À Lyon, la CGT annonce 8000 manifestants, sensiblement autant que lors de la dernière journée interprofessionnelle le 6 février. Mais ici, comme partout, « la faiblesse de la grève » inquiète. Le défilé commençant à 11 h 30 dans la capitale des Gaules, de nombreux salariés ont, soit débrayé sur le seul temps de la manifestation, soit profité de la pause déjeuner pour rejoindre le cortège, concède un syndicaliste.

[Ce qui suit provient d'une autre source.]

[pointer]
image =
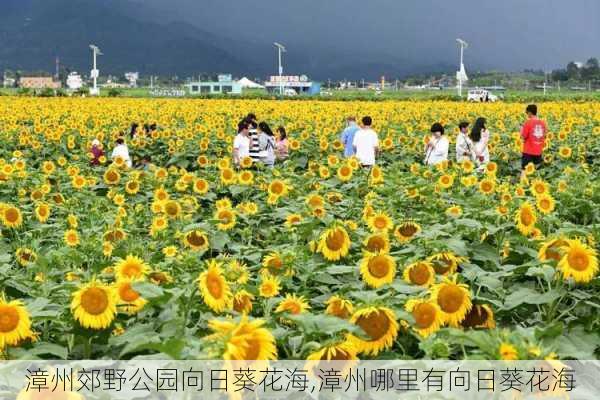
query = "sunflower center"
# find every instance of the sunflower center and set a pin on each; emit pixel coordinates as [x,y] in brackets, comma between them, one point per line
[131,269]
[379,266]
[376,324]
[408,230]
[419,274]
[335,240]
[195,239]
[578,260]
[424,315]
[450,298]
[375,244]
[276,188]
[213,284]
[9,319]
[127,293]
[94,301]
[11,215]
[526,218]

A Toulouse, le mouvement social a encore du jus. La manifestation a rassemblé 20 000 personnes selon la CGT, 2700 selon la préfecture. Des actions de visibilisation ont émaillé le parcours : grandes banderoles noires dont Act Up Sud-Ouest et les hospitaliers en lutte ont le secret pour dénoncer la nomination du nouveau ministre de la santé Olivier Véran, flash mob “à cause de Macron” ou encore, banderole déployée par la CGT construction et le collectif de gilets jaunes BTP en colère 31/81. Inédite, l’action des travailleurs du BTP visait à dénoncer la non prise en compte de la pénibilité de leurs métiers dans le calcul des retraites.

 

 

A Paris, la manifestation est encore bien fournie, la CGT annonce 50 000 manifestants. Après plus de deux mois de luttes, des liens se sont tissés. Les étudiants de l’EHESS et les éboueurs, qui tiennent un piquet de grève ensemble, tapent la pose pour la photo. Dans un registre plus tragique, les travailleuses et travailleurs de la santé ont fait une minute de silence pour Elodie, infirmière tuée à Thouars pendant son service. Une minute que Richard Ferrand  n’avait pas accordée dans l’hémicycle.

Rebondir en mars ?

 

Comme attendu, la mobilisation du jour n’est pas la plus massive qu’ait connue le mouvement depuis le 5 décembre. « Nous sommes autour de 10 % de grévistes avance un cheminot montpelliérain ». Un peu plus que ce que représente une « grève militante », mais pas au-delà d’arrêts de travail réunissant les plus convaincus et les plus déterminés. En effet, le conflit a été long à la SNCF et les payes de février vont encore être faibles pour de nombreux cheminots. « Nous sommes dans une période où nous devons gérer des contradictions », confie de son côté un responsable départemental de la CGT. Pour lui, l’équation est la suivante : « nous devons à la fois maintenir un rythme, nous adapter au calendrier parlementaire et gérer avec ceux qui ont fait grève longtemps ».

Les questions du rythme et des perspectives sont justement celles que se posent bien des manifestants ce 20 février. Ce soir, l’intersyndicale nationale se réunira et fixera probablement un nouveau calendrier de mobilisation. Cependant, les discussions vont bon train entre grévistes sur les possibilités d’un rebond de la mobilisation en mars ou au-delà. Des dates apparaissent déjà dans le paysage : certaines assemblées générales, surtout à Paris et dans le secteur de l’éducation, évoquent celle du lundi 16 mars, début d’une semaine noire. D’autres imaginent un samedi massif avec une montée nationale à Paris, éventuellement le 14 mars.

En tout cas, chacun cherche une date qui redonne courage. Une date qui à l’instar du 5 décembre, posée initialement par les syndicats de la RATP après la grève extrêmement suivie du 13 septembre, relance le mouvement. Un Saint Graal se situant forcément après le 9 mars, date de la rentrée pour la dernière zone en vacances au mois de février.